軽量なろうリーダー

作品タイトル不明

米相場

翌日は、朝から菊池さんが自宅にきた。

「どうも」

「ごめんなさいね。私なんかで」

菊池母が何か言っているが、俺はスルーすることにする。

そもそも若い子を俺との窓口にしたら駄目だろうに。

しかも稲穂付きの新米を取りにトラックで来るだけの作業なのだから。

「そうそう。この前、渡した白米はどうだったかしら? 追加で必要そう?」

「いえ。
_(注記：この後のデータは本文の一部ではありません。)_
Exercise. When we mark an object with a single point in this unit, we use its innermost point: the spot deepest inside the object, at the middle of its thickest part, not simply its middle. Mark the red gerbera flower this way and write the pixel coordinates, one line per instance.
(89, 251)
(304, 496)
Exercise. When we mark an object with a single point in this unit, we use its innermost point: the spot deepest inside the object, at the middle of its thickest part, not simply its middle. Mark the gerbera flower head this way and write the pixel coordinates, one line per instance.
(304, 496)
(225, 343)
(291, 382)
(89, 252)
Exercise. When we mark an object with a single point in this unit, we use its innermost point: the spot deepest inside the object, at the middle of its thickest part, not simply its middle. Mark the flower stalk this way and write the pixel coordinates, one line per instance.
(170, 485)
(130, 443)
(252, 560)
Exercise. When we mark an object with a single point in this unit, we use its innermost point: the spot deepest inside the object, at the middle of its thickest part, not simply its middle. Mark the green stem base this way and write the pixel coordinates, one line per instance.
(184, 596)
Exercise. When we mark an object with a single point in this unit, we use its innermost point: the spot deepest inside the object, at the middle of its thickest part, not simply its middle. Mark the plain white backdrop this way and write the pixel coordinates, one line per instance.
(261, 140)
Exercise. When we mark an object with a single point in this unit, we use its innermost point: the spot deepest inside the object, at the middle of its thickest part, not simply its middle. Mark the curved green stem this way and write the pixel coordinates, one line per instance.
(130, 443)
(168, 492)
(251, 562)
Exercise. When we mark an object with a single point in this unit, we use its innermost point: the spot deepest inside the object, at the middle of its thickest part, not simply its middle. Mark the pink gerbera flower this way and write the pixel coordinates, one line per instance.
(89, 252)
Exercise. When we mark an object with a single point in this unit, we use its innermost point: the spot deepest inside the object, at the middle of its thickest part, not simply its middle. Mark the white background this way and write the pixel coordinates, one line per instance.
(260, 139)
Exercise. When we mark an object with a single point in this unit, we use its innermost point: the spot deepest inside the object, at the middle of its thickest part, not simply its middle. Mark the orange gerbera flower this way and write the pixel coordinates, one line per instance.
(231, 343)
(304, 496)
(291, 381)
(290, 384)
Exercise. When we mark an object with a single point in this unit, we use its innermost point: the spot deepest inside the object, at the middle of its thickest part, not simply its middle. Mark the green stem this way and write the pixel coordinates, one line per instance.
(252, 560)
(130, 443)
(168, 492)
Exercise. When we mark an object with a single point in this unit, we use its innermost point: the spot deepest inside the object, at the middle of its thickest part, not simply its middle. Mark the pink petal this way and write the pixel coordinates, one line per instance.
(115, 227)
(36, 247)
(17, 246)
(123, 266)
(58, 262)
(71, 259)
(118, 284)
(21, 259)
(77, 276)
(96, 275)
養老渓谷ダンジョンと自宅の往復で、食事をする余裕は殆どないので」

この一か月、距離があるところに仕事に行っていることもあり、送り迎えもあるので、俺の主食は若返りの効果があるキュウリになっている。

おかげで一日300本近くキュウリを食べているので、体重がメキメキと下がってきている。

食物繊維パワーおそるべし。

計算上では1年くらいは若返っている計算だが、俺には、そんなに自覚はない。

「そう、それなら倉庫で保管しておくわね」

「あと実家に送っておいてもらってもいいですよ」

俺はアイテムボックスから20トンの稲穂付き新米を2台の10トントラックの荷台にそれぞれ転移させながら言葉を返した。
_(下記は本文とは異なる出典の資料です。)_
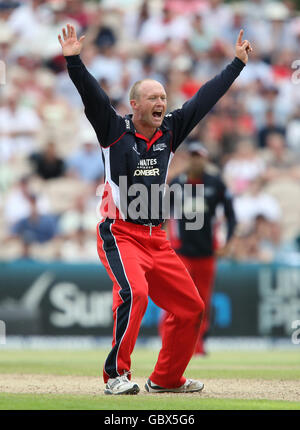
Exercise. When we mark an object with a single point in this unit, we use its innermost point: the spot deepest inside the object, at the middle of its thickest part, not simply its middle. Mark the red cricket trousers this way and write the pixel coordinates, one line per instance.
(202, 271)
(141, 264)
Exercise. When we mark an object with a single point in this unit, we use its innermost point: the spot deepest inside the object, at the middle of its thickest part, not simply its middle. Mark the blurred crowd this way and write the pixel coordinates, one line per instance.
(51, 164)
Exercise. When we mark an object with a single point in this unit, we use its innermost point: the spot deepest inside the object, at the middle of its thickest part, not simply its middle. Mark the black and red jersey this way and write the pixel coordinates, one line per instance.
(201, 242)
(128, 154)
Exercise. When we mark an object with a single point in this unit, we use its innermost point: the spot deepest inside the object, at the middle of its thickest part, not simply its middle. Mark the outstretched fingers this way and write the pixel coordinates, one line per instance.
(64, 33)
(240, 38)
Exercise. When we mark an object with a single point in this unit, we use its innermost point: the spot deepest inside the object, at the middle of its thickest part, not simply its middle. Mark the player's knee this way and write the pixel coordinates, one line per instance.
(140, 297)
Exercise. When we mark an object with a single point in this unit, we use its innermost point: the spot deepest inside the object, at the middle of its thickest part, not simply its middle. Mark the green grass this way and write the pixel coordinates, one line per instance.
(271, 365)
(62, 402)
(243, 364)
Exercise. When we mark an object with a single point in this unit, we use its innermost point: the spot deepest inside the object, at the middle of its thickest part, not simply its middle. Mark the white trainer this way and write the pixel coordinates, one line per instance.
(121, 385)
(190, 386)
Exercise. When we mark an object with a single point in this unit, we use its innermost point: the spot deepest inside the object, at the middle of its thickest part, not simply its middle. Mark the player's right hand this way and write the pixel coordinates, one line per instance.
(69, 42)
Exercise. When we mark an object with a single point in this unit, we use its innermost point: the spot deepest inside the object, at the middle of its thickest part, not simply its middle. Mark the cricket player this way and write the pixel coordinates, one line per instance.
(134, 249)
(197, 248)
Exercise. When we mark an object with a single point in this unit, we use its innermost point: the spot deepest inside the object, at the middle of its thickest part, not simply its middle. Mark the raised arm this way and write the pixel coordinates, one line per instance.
(185, 119)
(104, 119)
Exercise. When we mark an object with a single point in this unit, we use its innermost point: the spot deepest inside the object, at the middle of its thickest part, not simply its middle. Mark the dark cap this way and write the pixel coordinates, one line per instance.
(198, 148)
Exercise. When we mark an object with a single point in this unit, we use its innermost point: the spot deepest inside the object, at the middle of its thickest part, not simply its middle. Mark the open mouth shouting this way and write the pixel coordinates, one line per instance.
(157, 115)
「そういえばダンジョン米の売り上げはどうです? 道の駅に出しているんですよね?」

「そうね。売上は、とってもいいわ」

「いくらくらいで販売しているんです?」

「木戸スーパーがダンジョン米を10キロ2500円で販売しているから2000円で対抗しているわ」

「なるほどー」

最近、スーパーで米コーナーを見ていなかったから知らなかったがダンジョン米が10キロ2500円ってことは、5キロで1000円から1500円というところか。

米の価格が10キロ1万円まで高騰していたから、かなり安く木戸スーパーは販売しているようだ。

ただ、そうすると普通の農家が作っている米とかはどういう扱いになるのか心配になる。

「あれですね。ダンジョン米が流通するようになったら既存の米農家には大打撃ですね」

「そんな事にはならないと思うわ。ダンジョン米って、やっぱりお年寄りとかには受け入れ難い物のようだから」

「つまり、年配の方はダンジョン産でなく今までの米を購入すると」

「それに、稲穂付きの米を採取して利益が出ているのは大容量のアイテムボックス持ちに限られるから」

「つまり、市場には影響力は低そうですね」

「低くても徐々に価格は下がってくると思うわ」

たしかに格安で新米を売っている店舗があれば、それにつられて米の価格も下がるからな。

「でも、ここだけの話ね! 米の価格が急騰しているのは、JAの会計管理が杜撰なこと、今までの内部癒着金による大赤字を何とかしようとして、農林水産省と一緒に米の流通を制限かけて転売して儲けていたのが真実なのよね。だから、10キロの末端米価格が12000円まで上がっていても農家にはお金は下りずに問屋とJAと農林水産にお金が流れるだけだったの」

「つまり、ダンジョン米が大々的に流通しても問題ないと」

「うちは、問題ないどころか、かなりの黒字が出ているわ。栽培するお米は、ブランド米として売りに出す予定だから」

たくましいものだな。

まぁ、そのへんは俺が提供している稲穂付きの米がないと成り立たないけどな。